Rachel Eliza Griffiths is an artist, poet and novelist. Her recent hybrid collection of poetry and photography, Seeing the Body, was selected as the winner of the 2021 Hurston/Wright Foundation Award in Poetry, the winner of the 2020 Paterson Poetry Prize, and a finalist for the 2021 NAACP Image Award. Griffiths’s work has appeared widely, including in the New Yorker, the Paris Review, Best American Poetry, Tin House, and many others. Promise is Griffiths first novel. It was written for her mother who died in 2014 and took seven years to complete. She lives in New York City.
About Promise
Set in 1957, at the beginning of the Civil Rights Movement, Promise is a luminous celebration of sisterhood, family, and love set in a village community in New England.
Ezra and Cinthy Kindred have grown up surrounded by love; love from their parents, who let them believe that the stories they tell on stars can come true; love from the Junketts, the only other Black family in the neighbourhood, whose home is filled with spice-rubbed ribs and ground-shaking hugs; and love for their adopted home of Salt Point, a beautiful New England village perched high up on coastal bluffs.
But as the sisters come of age, they are increasingly viewed as threats to their white neighbours’ way of life and, amidst escalating violence, prejudice and fear, must find new ways to celebrate their love and power, as the world attempts to strip them, and their families, of dignity, safety, and hope.
Promise is a story of resistance and hope. A rich, evocative and universal celebration of sisterhood, family, mothers and daughters, music, food, joy and love; it is also an unflinching exploration of race, class, identity and power, and the search for freedom and belonging.
You can read more about Promise on the publisher's website here. Below, you can read an excerpt from the opening of the novel.

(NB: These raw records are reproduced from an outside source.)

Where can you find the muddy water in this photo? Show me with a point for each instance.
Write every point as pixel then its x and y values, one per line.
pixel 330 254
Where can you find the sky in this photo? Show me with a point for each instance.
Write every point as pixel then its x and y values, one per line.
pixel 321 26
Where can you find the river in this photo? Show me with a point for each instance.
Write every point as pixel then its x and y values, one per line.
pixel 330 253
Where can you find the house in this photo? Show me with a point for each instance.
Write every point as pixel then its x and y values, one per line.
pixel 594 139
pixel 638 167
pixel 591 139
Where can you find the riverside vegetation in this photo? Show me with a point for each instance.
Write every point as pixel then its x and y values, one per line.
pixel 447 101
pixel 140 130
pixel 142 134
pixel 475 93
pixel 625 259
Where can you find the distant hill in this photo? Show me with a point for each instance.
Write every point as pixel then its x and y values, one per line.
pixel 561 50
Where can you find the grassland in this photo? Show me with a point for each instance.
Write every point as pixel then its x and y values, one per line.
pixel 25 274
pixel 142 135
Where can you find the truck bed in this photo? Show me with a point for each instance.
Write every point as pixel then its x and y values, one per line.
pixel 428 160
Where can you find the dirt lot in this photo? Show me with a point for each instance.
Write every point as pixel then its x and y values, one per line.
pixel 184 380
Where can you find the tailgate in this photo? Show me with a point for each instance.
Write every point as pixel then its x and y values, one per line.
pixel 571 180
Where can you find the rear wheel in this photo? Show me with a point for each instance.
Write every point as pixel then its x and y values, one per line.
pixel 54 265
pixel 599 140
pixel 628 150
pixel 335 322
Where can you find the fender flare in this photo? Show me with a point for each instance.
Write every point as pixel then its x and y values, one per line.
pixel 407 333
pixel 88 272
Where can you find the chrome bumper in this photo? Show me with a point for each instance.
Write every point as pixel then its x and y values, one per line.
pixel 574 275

From Promise, by Rachel Eliza Griffiths
The day before our first day of school always signaled the end of the time Ezra and I loved most. Not time like the clocks that ticked and rang their alarms every morning; we knew that time didn’t really begin or end. What we meant by time was happiness, a careless joy that sprawled its warm, sun-stained arms through our days and dreams for eight glorious weeks until our teachers arrived back in our lives, and our parents remembered their rules about shoes, bathing, vocabulary quizzes, and home training.
More than anything, we prayed that the air would remain mild for as long as possible, mid-October even, so that we could retain some of our summer independence, free to roam the land we knew and loved. We weren’t yet grown, but even the adults could pinpoint when time would tell us we would no longer be young.
We mourned summertime’s ending and made predictions about autumn and ourselves. Mostly we repeated all the different ways that summer was more honest than the rest of the year. It was the only time we could wear shorts and cropped tops with little comment from our mother. Ezra and I were allowed to walk nearly anywhere we wanted—in the other seasons, we needed permission even to walk to the village docks. And the eating! How we could eat! Mama loosened her apron strings about salt and sugar. Each day, it felt like we were eating from the menu of our dreams—fresh corn, ice cream, sliced tomatoes with coarse salt and pepper, chilled lobster, root beer floats, watermelon, oysters, crab and shrimp salads, fried chicken, homemade lemon or raspberry sorbet, grilled peaches, potato salad,
and red popsicles.
In the summer, the wildflowers returned, even in the village square. Arranged around a small pond with a handful of benches, some dead local official once believed the village square was a civil idea. Indeed, it would have been charming except there was the sea. Steps away from the square, down the narrow central passage of our village, the main street opened into a slender, shining pier where everything happened.